A day later, all of the stories about the Steven Sinofsky departure seem to be pointing in the same general direction:
- That he was indeed fired (or asked to leave).
- That he clashed with Steve Ballmer.
- That he didn’t work well with others.
- That Ballmer wanted a more collaborative Microsoft.
- That Windows 8 and Surface sales had nothing to do with it.
What I’ve heard from people both inside and close to Microsoft is in line with all of those things. But I’m still not sold on the last point.
Is it too early to gauge the success of Windows 8 and the Surface in the market? Sure. But Microsoft certainly has their own internal metrics and indicators that give them a better sense of how things are going. I’m obviously not privy to such data, but a 23-year veteran of Microsoft, the man in charge of both projects, was just fired.
It certainly seems like he didn’t work well with others. But he probably hasn’t for the past 23 years. At the very least, that seems to be the case for the past several years since he’s been running the Windows division, and the years running the Office division before that. Both remained huge successes, so no one seemed to care. What changed?

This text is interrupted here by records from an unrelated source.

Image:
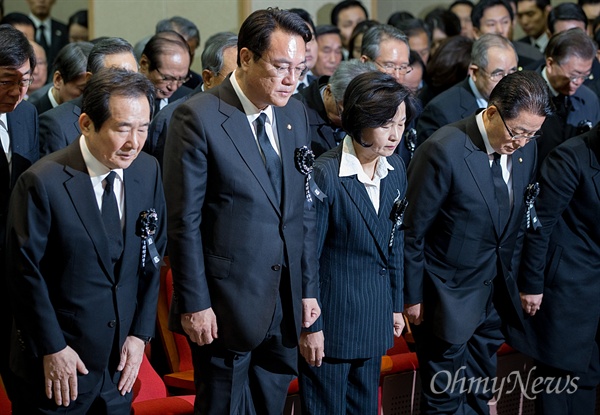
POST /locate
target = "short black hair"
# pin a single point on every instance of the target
(346, 4)
(71, 60)
(483, 5)
(371, 101)
(104, 47)
(161, 44)
(305, 16)
(566, 11)
(110, 82)
(522, 91)
(17, 18)
(15, 49)
(255, 33)
(79, 17)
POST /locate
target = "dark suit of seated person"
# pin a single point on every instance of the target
(68, 77)
(219, 59)
(492, 58)
(323, 100)
(60, 126)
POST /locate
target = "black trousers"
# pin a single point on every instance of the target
(453, 376)
(245, 383)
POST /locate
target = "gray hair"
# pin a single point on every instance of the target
(375, 35)
(479, 51)
(186, 28)
(346, 72)
(212, 55)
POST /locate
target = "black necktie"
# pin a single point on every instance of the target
(501, 191)
(42, 37)
(272, 160)
(110, 217)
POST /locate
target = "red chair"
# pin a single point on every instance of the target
(150, 395)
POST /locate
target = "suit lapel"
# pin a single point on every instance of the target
(81, 193)
(479, 165)
(237, 128)
(358, 194)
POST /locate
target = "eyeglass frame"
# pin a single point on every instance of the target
(494, 74)
(282, 72)
(573, 78)
(168, 79)
(513, 136)
(22, 83)
(404, 69)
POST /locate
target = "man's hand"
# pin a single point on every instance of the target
(531, 302)
(312, 347)
(310, 311)
(398, 324)
(60, 372)
(414, 313)
(201, 326)
(132, 354)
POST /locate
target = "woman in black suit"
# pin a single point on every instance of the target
(360, 251)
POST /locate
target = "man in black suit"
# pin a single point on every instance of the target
(466, 193)
(219, 59)
(19, 134)
(51, 34)
(166, 63)
(59, 126)
(492, 58)
(569, 58)
(86, 229)
(241, 233)
(324, 100)
(559, 277)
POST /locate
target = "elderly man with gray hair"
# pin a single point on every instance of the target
(492, 58)
(323, 100)
(218, 61)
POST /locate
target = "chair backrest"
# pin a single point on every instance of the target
(176, 347)
(148, 384)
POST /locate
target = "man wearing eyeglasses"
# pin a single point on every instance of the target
(19, 135)
(569, 58)
(241, 233)
(466, 193)
(166, 63)
(492, 58)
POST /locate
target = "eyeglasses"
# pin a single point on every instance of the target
(168, 79)
(515, 137)
(496, 76)
(574, 78)
(22, 83)
(389, 68)
(283, 70)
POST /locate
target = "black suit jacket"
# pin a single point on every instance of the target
(454, 247)
(321, 130)
(229, 239)
(452, 105)
(59, 126)
(360, 276)
(64, 288)
(562, 259)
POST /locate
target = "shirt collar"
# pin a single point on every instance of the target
(96, 169)
(350, 165)
(252, 111)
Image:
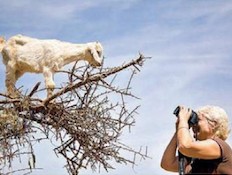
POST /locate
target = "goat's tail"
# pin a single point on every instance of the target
(2, 43)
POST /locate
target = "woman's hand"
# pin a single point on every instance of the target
(184, 113)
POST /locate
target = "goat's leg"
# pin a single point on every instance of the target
(49, 83)
(11, 80)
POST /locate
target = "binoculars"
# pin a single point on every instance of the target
(193, 117)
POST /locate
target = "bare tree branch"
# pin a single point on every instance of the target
(87, 117)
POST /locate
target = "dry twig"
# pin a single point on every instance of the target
(83, 116)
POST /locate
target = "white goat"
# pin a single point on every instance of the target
(23, 54)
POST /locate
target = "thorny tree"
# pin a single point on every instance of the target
(86, 116)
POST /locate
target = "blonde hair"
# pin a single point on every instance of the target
(219, 116)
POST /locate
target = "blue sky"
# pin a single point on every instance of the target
(189, 42)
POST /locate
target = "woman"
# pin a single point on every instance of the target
(209, 152)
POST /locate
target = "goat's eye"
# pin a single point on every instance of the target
(99, 53)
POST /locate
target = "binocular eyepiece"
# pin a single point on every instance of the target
(193, 117)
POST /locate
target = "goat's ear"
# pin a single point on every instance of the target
(93, 51)
(2, 39)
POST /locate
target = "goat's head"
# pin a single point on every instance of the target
(2, 42)
(95, 50)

Yes, there are obvious parallels to the Scott Forstall situation inside of Apple. But the overall situation is different as Tim Cook is only one year into the job and felt the need to consolidate power while streamlining internal processes (his M.O.). Ballmer has been on the job (as CEO) with Sinofsky for 13 years. Again, what changed?
My (unsubstantiated) guess remains Windows 8 and the Surface. I think we’ll see this play out in the months ahead.
Sinofsky was the driving force behind the “no compromise" approach to Windows 8. I believe that approach is at the heart of the ultimate problem with the OS. As two separate halves, Windows 8 and Metro seem fine. As a whole, the OS seems like a schizophrenic mess. Microsoft should have copied the Apple approach with OS X/iOS, keeping them separate and slowly merging them over time by taking the best of both.
It was Sinofsky’s call to do the opposite. And he went on and on and on about it as he oddly defined “compromise” by extolling the virtues of not compromising.
Meanwhile, the Surface is a mess. My full review is forthcoming, but it’s hard to imagine why anyone buys this device beyond initial curiosity. Maybe the “Pro” version of the Surface is better and will make some sense, but the initial Surface is another weird combination of things that yes, define compromise.
Ultimately, I have this strange feeling that the strict adherence to “no compromise” with Windows 8 is what led to there being no compromise when it came to Sinofsky staying with the company. We may never know if my feeling is right or not, but the numbers over the next few months should be at least directionally revealing.
Ultimately, I don’t think Forstall gets fired without the Maps situation (and to a lesser extent, the Siri issues and his “no compromise” approach to design). And I think there’s an even more straightforward reason why Sinofsky is out. I think Microsoft can see it right now. And I think we’ll all be able to see it before long.